THE SON
de Florian Zeller ****
Avec Hugh Jackman, Laura Dern, Zen McGrath, Vanessa Kirby, Anthony Hopkins
Nicholas a dix-sept ans et ne sait plus où il en est. Ses parents, Peter et Kate sont divorcés, Nicholas vit avec sa mère, son père s'est remarié avec Beth une femme plus jeune avec qui il vient d'avoir un bébé, Theo.
Kate vient de découvrir que son enfant merveilleux qui n'avait jamais posé le moindre problème et rayonnait comme un soleil ne va plus en cours depuis un mois. Elle l'annonce à Peter et ajoute que le garçon lui fait peur, qu'il pose sur elle un regard haineux. Elle accepte que Nicholas qui le souhaite aille désormais vivre chez son père. Il émet également le souhait de connaître son petit demi-frère. Peter tente de trouver quelques explications au comportement de Nicholas qui ne parvient pas à exprimer d'où vient son mal-être. Il semble que le divorce de ses parents soient pour lui un véritable traumatisme. Mais le mal est plus profond. Peu à peu, les parents en plein désarroi devant la souffrance indicible de leur fils découvre qu'il souffre d'une dépression sévère.
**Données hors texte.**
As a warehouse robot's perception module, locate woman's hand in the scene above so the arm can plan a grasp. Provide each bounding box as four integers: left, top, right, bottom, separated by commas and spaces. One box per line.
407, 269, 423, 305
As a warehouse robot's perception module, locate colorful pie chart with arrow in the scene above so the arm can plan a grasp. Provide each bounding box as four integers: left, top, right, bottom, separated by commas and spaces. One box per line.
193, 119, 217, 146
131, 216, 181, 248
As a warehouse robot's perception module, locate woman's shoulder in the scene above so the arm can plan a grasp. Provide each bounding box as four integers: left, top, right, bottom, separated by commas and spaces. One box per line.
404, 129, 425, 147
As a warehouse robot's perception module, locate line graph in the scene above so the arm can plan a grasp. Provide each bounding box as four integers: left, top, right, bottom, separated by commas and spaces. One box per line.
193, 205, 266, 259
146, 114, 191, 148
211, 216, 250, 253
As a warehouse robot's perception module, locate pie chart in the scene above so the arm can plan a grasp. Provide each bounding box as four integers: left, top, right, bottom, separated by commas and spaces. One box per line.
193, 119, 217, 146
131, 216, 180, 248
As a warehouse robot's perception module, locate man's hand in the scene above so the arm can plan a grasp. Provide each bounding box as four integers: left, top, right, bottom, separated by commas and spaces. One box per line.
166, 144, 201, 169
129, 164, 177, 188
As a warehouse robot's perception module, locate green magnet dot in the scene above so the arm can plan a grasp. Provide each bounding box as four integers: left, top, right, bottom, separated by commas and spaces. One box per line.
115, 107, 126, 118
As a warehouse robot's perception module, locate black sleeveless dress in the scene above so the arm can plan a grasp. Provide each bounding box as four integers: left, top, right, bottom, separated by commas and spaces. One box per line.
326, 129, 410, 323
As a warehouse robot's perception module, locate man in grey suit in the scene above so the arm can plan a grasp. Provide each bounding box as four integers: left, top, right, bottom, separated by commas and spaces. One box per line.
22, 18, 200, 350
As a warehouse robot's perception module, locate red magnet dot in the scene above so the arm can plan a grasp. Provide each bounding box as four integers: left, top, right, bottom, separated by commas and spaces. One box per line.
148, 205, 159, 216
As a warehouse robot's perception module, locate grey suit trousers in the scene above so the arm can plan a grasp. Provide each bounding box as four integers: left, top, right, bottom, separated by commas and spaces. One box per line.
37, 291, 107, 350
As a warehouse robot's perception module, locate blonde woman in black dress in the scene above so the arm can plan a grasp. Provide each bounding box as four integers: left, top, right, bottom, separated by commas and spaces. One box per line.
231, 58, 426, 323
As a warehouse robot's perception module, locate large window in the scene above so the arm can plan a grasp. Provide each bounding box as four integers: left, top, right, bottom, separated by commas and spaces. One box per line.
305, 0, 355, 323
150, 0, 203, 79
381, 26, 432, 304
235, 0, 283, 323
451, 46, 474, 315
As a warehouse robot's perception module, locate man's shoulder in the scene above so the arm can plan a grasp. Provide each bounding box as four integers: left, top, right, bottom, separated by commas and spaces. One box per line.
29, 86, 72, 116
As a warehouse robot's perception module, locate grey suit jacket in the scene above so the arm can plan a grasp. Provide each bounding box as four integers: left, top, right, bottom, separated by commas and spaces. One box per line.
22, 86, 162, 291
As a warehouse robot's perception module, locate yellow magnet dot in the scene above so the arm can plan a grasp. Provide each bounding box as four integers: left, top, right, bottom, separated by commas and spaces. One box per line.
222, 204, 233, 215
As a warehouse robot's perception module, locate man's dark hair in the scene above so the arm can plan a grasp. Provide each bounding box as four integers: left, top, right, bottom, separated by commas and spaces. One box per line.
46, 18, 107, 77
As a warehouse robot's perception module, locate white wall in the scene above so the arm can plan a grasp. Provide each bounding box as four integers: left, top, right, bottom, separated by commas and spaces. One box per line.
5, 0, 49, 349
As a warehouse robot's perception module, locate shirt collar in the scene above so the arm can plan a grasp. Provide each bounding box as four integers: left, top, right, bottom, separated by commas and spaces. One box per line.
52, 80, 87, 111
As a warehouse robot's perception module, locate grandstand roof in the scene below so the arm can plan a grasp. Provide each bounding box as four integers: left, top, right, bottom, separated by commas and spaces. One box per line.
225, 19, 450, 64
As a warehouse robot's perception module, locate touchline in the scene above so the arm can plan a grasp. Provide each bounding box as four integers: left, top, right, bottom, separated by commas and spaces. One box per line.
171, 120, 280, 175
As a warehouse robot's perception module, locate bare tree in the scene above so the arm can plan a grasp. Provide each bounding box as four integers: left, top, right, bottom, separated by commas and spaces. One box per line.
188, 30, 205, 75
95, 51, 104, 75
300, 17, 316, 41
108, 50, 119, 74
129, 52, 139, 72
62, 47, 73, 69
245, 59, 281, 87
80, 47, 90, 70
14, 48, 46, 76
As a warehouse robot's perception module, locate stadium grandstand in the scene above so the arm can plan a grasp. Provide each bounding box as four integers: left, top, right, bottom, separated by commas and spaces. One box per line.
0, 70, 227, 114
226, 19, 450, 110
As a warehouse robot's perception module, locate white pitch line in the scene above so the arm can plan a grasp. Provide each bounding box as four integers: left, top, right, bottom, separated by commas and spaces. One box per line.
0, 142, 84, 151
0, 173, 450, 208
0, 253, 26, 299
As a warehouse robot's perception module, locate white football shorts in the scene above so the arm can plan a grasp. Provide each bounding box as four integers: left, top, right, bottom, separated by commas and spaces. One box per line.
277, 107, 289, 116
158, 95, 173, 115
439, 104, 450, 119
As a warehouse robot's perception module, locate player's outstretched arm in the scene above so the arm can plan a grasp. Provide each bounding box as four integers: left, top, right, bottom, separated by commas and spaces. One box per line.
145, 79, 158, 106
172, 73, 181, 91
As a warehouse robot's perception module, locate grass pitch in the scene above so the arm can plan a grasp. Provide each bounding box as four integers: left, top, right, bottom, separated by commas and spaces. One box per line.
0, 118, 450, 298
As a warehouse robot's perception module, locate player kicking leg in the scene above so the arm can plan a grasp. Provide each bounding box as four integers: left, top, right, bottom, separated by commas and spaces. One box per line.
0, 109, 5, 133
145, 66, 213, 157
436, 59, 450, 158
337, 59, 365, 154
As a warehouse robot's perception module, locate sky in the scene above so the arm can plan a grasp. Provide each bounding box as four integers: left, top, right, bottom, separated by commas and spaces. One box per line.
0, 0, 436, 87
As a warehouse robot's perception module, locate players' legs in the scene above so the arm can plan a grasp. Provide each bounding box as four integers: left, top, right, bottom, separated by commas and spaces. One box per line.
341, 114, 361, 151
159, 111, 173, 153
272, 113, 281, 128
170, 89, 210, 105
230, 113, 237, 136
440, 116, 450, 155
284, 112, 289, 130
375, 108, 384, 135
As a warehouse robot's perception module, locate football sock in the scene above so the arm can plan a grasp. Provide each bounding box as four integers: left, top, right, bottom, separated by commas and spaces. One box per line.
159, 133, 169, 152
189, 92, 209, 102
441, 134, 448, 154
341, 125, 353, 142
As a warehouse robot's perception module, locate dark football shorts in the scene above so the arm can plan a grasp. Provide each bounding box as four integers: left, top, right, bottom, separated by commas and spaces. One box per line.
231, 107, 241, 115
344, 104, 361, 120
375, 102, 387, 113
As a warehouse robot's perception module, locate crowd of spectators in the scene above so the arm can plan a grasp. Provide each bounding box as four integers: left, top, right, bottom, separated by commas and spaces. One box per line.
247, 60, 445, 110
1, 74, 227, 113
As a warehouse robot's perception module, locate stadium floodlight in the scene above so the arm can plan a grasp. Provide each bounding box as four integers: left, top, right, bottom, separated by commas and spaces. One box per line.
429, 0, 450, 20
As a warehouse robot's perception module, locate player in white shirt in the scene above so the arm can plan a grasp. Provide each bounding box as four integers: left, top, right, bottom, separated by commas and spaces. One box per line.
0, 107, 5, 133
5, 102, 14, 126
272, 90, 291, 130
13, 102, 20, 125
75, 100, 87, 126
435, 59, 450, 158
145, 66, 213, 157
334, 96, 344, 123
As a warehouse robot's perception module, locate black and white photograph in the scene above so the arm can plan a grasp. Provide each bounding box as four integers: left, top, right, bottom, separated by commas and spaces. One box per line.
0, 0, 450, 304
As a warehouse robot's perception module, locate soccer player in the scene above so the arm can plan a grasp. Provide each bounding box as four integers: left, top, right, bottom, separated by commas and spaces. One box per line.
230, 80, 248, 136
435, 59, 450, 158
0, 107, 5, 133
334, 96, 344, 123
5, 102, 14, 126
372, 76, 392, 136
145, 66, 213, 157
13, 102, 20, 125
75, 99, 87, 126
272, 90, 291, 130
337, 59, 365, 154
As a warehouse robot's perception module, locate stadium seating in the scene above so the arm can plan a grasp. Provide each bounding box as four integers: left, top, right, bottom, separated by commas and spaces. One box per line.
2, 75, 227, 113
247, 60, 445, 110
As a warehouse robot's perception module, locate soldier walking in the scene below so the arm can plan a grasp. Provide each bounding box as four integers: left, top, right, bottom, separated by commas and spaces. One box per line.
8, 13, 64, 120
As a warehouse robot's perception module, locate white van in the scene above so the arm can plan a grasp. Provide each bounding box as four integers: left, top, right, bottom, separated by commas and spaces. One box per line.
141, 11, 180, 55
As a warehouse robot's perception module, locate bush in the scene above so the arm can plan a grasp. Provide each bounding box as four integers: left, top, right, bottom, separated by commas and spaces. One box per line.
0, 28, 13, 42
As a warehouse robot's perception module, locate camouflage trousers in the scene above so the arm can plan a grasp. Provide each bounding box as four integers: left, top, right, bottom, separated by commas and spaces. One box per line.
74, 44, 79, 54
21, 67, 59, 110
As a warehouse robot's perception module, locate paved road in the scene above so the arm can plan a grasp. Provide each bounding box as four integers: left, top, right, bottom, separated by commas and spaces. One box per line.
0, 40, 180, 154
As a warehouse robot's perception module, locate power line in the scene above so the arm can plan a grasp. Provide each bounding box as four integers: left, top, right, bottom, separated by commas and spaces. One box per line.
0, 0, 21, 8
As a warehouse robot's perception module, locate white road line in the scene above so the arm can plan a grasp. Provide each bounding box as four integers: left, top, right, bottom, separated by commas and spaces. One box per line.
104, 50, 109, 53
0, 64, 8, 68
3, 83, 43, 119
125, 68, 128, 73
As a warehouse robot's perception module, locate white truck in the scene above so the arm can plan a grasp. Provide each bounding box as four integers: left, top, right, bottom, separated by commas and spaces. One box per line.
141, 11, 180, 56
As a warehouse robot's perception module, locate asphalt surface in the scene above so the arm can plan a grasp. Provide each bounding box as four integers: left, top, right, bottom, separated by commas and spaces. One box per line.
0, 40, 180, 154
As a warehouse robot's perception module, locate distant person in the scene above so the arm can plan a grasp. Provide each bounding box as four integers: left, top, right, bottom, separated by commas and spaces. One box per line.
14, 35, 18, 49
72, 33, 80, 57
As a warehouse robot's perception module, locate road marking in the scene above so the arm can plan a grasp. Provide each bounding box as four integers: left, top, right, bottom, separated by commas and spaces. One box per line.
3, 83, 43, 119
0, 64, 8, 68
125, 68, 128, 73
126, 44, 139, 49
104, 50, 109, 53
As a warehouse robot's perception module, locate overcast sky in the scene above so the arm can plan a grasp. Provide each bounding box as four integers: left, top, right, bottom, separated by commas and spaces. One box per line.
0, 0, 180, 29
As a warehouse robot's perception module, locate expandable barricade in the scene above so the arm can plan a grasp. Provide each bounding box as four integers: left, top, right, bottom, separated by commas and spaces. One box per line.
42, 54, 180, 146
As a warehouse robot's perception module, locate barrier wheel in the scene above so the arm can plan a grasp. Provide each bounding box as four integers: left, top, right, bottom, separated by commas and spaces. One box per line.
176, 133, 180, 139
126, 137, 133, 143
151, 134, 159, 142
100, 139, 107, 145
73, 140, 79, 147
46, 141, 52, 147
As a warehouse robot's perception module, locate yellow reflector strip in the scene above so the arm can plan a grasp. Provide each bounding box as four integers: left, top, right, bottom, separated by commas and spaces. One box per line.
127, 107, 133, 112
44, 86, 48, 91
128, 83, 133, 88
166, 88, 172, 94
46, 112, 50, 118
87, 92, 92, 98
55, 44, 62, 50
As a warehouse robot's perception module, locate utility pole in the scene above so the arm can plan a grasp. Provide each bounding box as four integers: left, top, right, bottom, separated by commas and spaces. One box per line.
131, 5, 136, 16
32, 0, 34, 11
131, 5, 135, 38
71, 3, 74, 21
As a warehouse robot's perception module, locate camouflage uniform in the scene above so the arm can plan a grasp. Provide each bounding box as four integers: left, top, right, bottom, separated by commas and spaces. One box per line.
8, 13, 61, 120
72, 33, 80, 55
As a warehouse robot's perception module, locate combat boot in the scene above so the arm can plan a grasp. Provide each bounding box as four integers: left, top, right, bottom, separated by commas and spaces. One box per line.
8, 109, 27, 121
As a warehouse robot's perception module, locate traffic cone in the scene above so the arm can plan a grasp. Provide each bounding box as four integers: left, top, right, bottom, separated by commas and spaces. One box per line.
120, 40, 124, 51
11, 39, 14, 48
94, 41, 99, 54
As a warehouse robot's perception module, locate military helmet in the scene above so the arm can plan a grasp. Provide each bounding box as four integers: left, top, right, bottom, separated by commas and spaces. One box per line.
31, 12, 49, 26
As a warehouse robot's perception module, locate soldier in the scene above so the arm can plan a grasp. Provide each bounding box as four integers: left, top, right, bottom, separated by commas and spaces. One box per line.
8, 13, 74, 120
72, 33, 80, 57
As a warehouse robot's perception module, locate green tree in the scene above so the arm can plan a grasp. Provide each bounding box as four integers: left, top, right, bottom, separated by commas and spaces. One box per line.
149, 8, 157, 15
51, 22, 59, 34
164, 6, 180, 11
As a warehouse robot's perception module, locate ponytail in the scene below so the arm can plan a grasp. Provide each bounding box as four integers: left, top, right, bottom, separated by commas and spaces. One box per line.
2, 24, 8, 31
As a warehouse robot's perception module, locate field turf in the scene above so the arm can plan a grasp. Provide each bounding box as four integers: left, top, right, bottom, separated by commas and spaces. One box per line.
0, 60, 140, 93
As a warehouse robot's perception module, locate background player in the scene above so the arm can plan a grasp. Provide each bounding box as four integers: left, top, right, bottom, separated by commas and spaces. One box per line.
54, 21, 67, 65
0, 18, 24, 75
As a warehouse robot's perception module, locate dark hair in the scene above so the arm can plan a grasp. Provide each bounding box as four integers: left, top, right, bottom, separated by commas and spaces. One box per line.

Après avoir exploré la dégénérescence sénile dans The Father (rôle pour lequel Anthony Hopkins a obtenu un Oscar) Florian Zeller s'attaque à un sujet sans doute encore plus délicat, la dépression adolescente. Et ce nouveau grand mélo qui déchire le coeur et m'a fait pleurer ce qu'il me restait de larmes m'a fortement évoqué une autre histoire d'ado en perdition. Mais si le Nicolas de My beautiful son souffrait d'addictions incontrôlables (drogues, alcool), Nicholas est en train de sombrer au fond d'un abîme insondable de tristesse qui se transforme parfois en désespoir. Dès la deuxième scène, face à son père qui lui demande de tenter d'expliquer ce qu'il ressent, ce qui le déconcerte, a-t-il des problèmes au lycée, a-t-il subi une rupture sentimentale, Nicholas, face caméra et face à son père qui se décompose devant ses révélations, laisse déverser son mal être. Dès cet instant j'ai commencé à verser toutes les larmes de mon corps et à chaque scène où Nicholas se laisse aller à des confidences, le flux a redoublé. Ce que Nicholas révèle est insoutenable pour un parent, c'est incompréhensible et dépasse l'imagination. Comment peut-on à dix-sept ans être fatigué de vivre, se sentir plus qu'inutile, pas à sa place, si seul au monde ? Comment aider ce garçon qui vit dans un milieu privilégié, ce dont on ne doute pas en voyant le luxe des appartements ? Et le film explore avec beaucoup de justesse ce fléau qu'est la dépression, maladie aussi injuste qu'énigmatique, puisqu'elle ne se "voit" pas et d'autant plus terrible quand elle touche un enfant qui perd peu à peu toute raison de vivre.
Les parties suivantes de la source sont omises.